Ne giyeceğimizi iyi düşünmek gerekiyordu. Kostümün özellikle önemli bir unsuru hem kadınlar hem de erkekler için topuklu ayakkabılardı. Louis XIV kırmızı topuklu ayakkabı giymeyi severdi. Sadece özellikle yakın bir asilzalanın onunla aynı şeyi yapma hakkına sahip olduğuna hükmetti. Bu bakımdan, kırmızı topuklular asaletin özel bir sembolü haline gelmiştir. Acaba Christian Louboutin ayakkabılarını icat ederken bunu biliyor mu?

Kraliyet çevrelerinde yer almak için kral ve kraliçeye temsil edilmek zorunda kalıyordu. Ciddi bir sınavdı. Özellikle kadınlar için. Asıl sorun, mahkeme kıyafeti. Kesinlikle düzenlenmiştir. Kadınlar ağır ve uzun etekler giymek zorunda kaldılar ve bel çevresine bir balina kemiğinden yapılmış bir korse giymek zorunda kaldılar. Giysiler o kadar rahatsızdı ki, onları nasıl giyeceklerini öğrenmek için eğitmek çok uzun sürdü.

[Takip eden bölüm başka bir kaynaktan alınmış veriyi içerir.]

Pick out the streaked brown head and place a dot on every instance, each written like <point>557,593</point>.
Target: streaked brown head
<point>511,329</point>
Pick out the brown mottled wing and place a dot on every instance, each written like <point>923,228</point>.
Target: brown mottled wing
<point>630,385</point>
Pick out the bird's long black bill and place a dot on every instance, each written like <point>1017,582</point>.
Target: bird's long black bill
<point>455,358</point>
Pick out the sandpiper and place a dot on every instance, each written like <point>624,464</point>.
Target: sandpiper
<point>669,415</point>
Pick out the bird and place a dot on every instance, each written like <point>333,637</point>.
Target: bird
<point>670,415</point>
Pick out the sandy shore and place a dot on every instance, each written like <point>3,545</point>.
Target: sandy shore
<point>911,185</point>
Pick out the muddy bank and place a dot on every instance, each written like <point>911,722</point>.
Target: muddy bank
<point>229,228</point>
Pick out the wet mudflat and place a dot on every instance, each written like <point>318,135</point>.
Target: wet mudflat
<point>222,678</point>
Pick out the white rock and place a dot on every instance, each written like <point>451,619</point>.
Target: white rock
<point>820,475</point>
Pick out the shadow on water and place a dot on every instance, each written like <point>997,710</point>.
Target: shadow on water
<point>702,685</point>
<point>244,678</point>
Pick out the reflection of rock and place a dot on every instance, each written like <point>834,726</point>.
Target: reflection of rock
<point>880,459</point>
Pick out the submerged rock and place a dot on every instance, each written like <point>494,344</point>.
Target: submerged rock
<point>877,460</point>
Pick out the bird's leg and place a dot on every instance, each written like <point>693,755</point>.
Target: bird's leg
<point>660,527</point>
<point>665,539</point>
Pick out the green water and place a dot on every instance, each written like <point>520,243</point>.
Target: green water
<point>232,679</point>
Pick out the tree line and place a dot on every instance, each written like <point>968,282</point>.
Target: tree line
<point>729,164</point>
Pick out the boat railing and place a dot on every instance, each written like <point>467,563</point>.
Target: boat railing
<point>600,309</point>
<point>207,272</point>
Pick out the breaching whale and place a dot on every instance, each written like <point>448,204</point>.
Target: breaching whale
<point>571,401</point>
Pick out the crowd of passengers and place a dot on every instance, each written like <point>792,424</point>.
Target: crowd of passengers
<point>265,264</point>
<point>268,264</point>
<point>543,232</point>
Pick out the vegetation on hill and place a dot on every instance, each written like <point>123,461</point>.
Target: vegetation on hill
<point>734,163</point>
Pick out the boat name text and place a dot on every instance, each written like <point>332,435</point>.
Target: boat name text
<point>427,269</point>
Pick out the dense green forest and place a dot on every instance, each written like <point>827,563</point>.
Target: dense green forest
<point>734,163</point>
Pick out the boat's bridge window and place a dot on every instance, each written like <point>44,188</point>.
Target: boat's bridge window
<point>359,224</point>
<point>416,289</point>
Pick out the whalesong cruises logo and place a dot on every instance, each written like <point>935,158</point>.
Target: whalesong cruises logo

Tören sırasında bayanın krala birkaç kez yaklaşması ve kendisinden uzaklaşması gerekiyordu. Bunun zarif bir şekilde yapılması gerekiyordu, hiçbir şekilde cetveline sırtını dönmesi mümkün değildi. Geri dönerken, kendi elbisenizin halkasıyla karıştırılmaması önemliydi. Herkes yapmadı.

Özel bir ritüel ilgili şapkalar. Herkesin onları çıkarmasına gerek yoktu. Louis XIV, kan prensi ile bir toplantıda gömleğini çıkardı, biraz kaldırdı, yüksek rütbeli bir kişiyi ağırladı ve basit bir asilzade buluştuğunda omzuna bir pat yaptı. Ancak durumlarına bakılmaksızın kadınlar için istisnalar yaptı.

Mahkemeler birbirlerine ibadet etmek için benzer kurallara uymuşlardır. Üst düzey insanlar ayrıcalıklarına sahipti. Örneğin, yataktan kalkmadan insanları daha düşük statüde alabilirler.

17. yüzyılın sonunda, Versailles'de resmi yataklar popüler hale geldi. Zengince dekore edilmiş, sahibinin imtiyazlarını ve yetkilerini gösterdiler. Tabii ki kralın en önemli yatağı. Bazen ön yatak odasında ziyaretçi aldı.

Versay'daki kraliyet ailesinin üyeleri saraylıların önünde neredeyse her şeyi yaptı. Özellikle yemek gelince. Genellikle kral yalnız yemek yemesine rağmen, Versay'da çok sayıda yemek töreni vardı. Bu olaylar bazen 300'den fazla insanın yer aldığı gerçek performanslar gibiydi. Bu durumda, en çok kraliyet ailesi yedi, geri kalanları bunu gözlemlemek için onurlandırıldı.